I can’t say I liked the band that opened for them as much, though, a group called Throne. They were a lot louder than they were good, and they did a lot of preening and hair tossing, and spent an inordinate amount of time wiggling their asses at us. The ass wiggling in particular I found a little tiresome. While I will say that they had fairly nice tushies, as these things go, they waggled them so much and so often that it just became ludicrous, and then mildly irritating. I realize it is not for me to set arbitrary limits on the maximum amount of butt wiggling that is acceptable during the course of a twenty-minute set, but I think it’s safe to say that anything over ten minutes is excessive.

Almost as much fun as watching Fountains of Wayne, though, was watching them with a bunch of college kids. I like going to concerts at universities. This one was in Bender Arena, a cavernous basketball stadium with a tarp taped to the floor, presumably to protect against unpleasant rock and roll secretions. The kids around us were an eclectic bunch. There was a hypercool guy with big aviator sunglasses leaning up against the stage barrier, flanked by two students of the shapely female persuasion; there were were a couple of semi goth girls that looked like they’d been wrung through Alice’s Wonderland a couple of times, with striped multicolored stockings and bright prismatic hair to go with their odd piercings and dark garments. There was the stock Couple Who Couldn’t Keep Their Hands Off Each Other; it was nice to see two people so obviously overjoyed to be in one another’s company. And then there were the Really Strange and Unclassifiable People, like the two guys running through the crowd, trying to slap each other’s asses and giggling maniacally whenever they succeeded. Very weird, but everyone seemed to take it in stride.

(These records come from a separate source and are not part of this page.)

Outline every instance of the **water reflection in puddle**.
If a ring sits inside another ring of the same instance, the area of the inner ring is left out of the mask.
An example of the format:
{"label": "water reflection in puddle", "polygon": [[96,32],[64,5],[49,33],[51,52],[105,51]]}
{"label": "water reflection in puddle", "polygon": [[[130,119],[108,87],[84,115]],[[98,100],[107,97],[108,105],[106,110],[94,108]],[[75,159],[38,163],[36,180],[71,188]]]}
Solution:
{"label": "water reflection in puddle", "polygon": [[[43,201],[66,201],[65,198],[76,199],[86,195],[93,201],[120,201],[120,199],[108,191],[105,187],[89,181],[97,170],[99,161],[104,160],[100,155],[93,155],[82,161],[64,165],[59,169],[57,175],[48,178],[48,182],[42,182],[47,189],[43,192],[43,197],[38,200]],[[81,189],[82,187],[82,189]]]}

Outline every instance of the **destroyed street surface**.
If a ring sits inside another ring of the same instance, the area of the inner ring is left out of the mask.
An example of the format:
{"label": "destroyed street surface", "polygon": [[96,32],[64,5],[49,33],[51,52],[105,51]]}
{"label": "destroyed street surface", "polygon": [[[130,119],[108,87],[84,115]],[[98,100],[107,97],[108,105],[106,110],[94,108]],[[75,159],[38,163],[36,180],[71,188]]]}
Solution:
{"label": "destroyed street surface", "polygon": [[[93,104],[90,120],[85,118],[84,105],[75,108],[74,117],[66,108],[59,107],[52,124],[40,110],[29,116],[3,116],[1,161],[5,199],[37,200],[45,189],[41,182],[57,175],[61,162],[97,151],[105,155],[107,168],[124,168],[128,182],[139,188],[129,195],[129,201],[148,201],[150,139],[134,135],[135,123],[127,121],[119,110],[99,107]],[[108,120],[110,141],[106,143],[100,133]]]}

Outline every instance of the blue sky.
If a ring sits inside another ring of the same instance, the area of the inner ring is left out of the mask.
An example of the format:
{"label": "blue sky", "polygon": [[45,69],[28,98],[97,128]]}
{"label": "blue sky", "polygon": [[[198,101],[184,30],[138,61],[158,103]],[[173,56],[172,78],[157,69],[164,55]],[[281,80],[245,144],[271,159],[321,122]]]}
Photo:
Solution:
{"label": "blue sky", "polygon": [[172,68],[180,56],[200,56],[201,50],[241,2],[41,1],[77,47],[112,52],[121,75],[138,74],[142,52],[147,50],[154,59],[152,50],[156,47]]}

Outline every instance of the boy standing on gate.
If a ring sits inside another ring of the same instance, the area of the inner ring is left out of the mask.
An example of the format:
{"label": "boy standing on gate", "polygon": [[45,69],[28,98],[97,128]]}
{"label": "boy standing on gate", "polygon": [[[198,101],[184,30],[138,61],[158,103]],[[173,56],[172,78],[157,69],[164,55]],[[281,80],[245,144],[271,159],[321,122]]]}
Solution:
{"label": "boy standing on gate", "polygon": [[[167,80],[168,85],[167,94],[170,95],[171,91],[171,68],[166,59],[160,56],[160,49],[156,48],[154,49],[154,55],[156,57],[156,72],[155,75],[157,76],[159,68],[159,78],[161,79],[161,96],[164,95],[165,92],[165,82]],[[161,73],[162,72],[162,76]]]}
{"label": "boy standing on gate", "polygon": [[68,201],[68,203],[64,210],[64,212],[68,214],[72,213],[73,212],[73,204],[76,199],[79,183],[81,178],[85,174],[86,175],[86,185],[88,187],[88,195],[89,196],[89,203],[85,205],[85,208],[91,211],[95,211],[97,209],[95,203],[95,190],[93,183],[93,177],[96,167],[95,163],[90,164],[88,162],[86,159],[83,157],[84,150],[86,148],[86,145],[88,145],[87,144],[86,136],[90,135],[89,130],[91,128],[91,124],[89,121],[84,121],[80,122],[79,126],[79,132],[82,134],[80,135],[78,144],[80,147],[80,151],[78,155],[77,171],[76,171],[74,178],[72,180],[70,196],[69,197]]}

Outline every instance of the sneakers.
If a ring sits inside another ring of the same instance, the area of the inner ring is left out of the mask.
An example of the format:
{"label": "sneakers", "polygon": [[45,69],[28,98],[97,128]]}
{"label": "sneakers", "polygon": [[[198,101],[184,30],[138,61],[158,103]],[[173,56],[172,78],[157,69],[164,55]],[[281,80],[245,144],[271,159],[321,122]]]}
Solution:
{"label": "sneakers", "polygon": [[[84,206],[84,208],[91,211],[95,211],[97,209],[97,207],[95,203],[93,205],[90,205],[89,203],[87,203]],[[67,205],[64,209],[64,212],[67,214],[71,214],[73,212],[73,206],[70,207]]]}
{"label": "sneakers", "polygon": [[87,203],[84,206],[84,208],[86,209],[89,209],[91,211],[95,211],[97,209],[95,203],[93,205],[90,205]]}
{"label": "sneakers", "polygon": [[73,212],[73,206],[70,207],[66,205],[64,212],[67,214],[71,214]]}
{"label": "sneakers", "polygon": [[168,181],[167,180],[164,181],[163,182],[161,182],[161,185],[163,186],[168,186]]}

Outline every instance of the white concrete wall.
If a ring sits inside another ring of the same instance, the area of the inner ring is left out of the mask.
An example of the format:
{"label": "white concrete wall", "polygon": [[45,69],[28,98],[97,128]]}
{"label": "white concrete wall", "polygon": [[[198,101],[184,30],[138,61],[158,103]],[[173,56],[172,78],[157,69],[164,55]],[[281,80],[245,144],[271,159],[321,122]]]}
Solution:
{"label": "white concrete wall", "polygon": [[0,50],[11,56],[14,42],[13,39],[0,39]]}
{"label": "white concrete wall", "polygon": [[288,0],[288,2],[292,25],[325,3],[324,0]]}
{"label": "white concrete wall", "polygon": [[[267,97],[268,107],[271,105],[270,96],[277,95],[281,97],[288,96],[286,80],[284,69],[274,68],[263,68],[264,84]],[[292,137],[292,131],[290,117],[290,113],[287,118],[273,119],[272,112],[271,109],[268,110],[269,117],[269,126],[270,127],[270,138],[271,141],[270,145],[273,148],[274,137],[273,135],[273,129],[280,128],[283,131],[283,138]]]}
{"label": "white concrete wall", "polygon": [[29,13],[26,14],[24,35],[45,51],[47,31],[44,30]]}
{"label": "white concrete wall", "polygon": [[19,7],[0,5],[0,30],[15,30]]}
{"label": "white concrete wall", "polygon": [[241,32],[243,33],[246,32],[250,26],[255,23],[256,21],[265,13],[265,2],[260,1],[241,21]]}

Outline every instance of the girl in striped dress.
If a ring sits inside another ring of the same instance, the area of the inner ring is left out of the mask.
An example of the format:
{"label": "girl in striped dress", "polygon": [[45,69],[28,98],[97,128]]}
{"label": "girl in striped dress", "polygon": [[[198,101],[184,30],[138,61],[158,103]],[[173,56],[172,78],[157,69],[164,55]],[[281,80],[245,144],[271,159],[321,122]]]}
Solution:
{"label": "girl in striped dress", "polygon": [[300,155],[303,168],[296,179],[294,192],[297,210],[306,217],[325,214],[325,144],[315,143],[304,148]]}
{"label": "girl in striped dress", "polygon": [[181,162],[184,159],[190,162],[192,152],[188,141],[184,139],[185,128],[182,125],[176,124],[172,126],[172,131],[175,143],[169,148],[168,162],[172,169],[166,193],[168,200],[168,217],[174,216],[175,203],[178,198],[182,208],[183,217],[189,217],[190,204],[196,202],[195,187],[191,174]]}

I didn’t get to many concerts when I was in college, alas, but I nevertheless found myself cataloging the differences between this event and the ones from back in the day. First, there are a lot more cellphones. Every other person seemed to have one. During the opening band’s set, the girl in front of us was simultaneously gyrating to the music and checking her email on her phone, occasionally holding it up and waving it along with the beat, perhaps in unconscious tribute to the lighters that her ancient ancestors from the sixties held up at their proto-concerts.

Of course, the cell phones in my era were brick-sized and tended not to work very well unless you were actually in hearing distance of the person you were talking to, so it just wasn’t feasible back then. Still, it would have been cool to have them, because … um … I could have, like, called the nuclear clock to get the correct time, down to the millisecond, right in the middle of the concert, man. Right in the middle of it.

Yeah.

Also the skirts at this show, where there were skirts, were much shorter, and the jeans, where there were jeans, were much lower. Shirts tended to end far above the midriff. I’m not complaining about the additional bared flesh, of course. That would be extremely unmale of me. It’s merely an observation.

Other than that, everything felt about the same. The charge that ran through the crowd when the lights dimmed for each band was palpable, and exciting, and I was happy to be a part of it. There’s nothing like the sensation of a press of people around you, moving to a beat that you feel in your sternum, the primal sensation of meat unhooked from its brainstem for a while.

We’ve got to do this more often. The last group, N.E.R.D., were pretty good too, I thought. The crowd loved them. Hard to classify the music, sort of a mix of guitar-driven rock and hip hop with an underlying groove designed to make one want to shake one’s tail feather, if one was inclinded toward tail-feather shaking, which, lord knows, I’m not. There are people whose tail feathers were meant to remain absolutely stationary during times like these, and I am definitely one of these people. The lead singer said motherfucker a lot in his inter-song interludes, and once said something about his more attractive fans’ asses being spaceships that he wanted to ride. I found this an odd comment to make, but they ate it up, and it turned out to be a seague into a song that featured this line prominently in its chorus. A pretty good song too.

1 comment so far ↓

#1 sahalie on 04.27.04 at 12:50 pm

“…meat unhooked from its brainstem…” is possibly the best description of that concert mentality i’ve ever read. nice.

and as far as the ass-shakers go, i agree. it’s one thing to enjoy oneself on stage, another to make a ridiculous display of one’s hiney.